Rose and I go back to the Marsden.
It's been a bad weekend - Simon and I both fall back like professionals into the illusion of normal and the days have run on like any other weekend. There has been violin, cricket nets, homework and the X Factor. But there have also been two sleepless nights, a tidal wave of tears and anger and we are both exhausted. It's almost a relief to be with just Rose and doing something - even if it is another bloody scan. I can't even remember what we told her it was for but she's very cool - she knows the drill. We pack snacks and drinks, her DS and her ipod, her reading book and Snuffles and off we go.
This time we see more people that we know - word has spread among the nurses, we bump into the dietitian on the stairs, the physio, and more of the play specialists. Gratifyingly they are all very upset. But Rose and I are fine - in a surreal world of make believe I buy into the routine benignness that I have sold to Rose.
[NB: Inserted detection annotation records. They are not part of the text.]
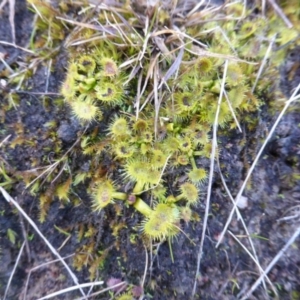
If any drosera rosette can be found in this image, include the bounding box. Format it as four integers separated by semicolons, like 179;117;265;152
108;116;131;141
95;80;124;106
91;179;127;212
123;156;161;194
187;157;210;185
112;141;136;159
99;57;119;78
69;94;102;123
175;182;199;206
142;203;180;240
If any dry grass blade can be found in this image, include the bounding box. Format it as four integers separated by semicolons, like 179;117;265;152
216;84;300;248
268;0;293;28
217;158;277;295
3;241;25;300
9;0;16;44
241;227;300;300
251;34;277;93
0;186;86;297
38;281;104;300
191;60;228;299
0;41;34;54
158;45;184;89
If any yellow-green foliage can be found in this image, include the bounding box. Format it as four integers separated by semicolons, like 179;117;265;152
56;3;300;244
28;0;300;244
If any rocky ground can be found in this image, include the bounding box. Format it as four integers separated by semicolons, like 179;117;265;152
0;0;300;300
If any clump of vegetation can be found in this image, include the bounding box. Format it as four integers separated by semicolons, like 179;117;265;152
2;0;299;292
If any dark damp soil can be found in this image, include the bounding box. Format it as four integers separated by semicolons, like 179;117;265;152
0;0;300;300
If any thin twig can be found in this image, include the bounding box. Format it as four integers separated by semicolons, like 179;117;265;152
216;84;300;248
0;241;25;300
241;227;300;300
251;33;277;93
0;186;86;297
38;281;104;300
268;0;293;28
0;41;34;54
192;60;228;299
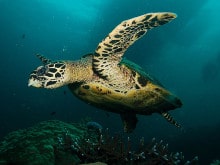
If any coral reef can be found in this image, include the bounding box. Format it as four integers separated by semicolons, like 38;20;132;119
0;120;86;165
0;120;198;165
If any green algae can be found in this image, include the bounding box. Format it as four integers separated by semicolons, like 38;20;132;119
0;120;86;165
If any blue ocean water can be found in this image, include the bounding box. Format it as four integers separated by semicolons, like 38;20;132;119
0;0;220;164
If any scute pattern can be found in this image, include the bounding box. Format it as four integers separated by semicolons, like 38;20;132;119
93;13;176;80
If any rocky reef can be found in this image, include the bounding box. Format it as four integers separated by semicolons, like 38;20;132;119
0;120;198;165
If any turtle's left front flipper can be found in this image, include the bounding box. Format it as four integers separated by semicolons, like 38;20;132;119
93;12;177;79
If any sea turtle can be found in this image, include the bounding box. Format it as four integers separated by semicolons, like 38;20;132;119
28;12;182;132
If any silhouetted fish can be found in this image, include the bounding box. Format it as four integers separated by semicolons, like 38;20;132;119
86;121;102;131
50;111;57;116
21;34;26;39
She copes fantastically with another canula, an endless wait for the isotope to be injected and then off we go to radiate round Tescos and McDonalds for three hours before the scan. We buy Harvey's Christmas stocking, lots of chocolate and a Bratz annual. We have a really nice time. How sick is that.
I have already decided with Simon that I will try to 'read' the scan as it happens - in Stanmore the first time this was easy. The giant ink splat of black tumour in her right femur was hard to miss and there were no other sites - this time the machine is different, the images are different and the radiographer is acutely aware despite my best efforts at nonchalance that I am watching the screen intently. Rose gets to watch a dvd and lie in a room with Jungle Book characters on the wall - she stays calm until the scanner is almost touching her nose and then starts to cry. A giant sob lodges in my throat and it's suddenly almost too much for us both but then it's over and we're out.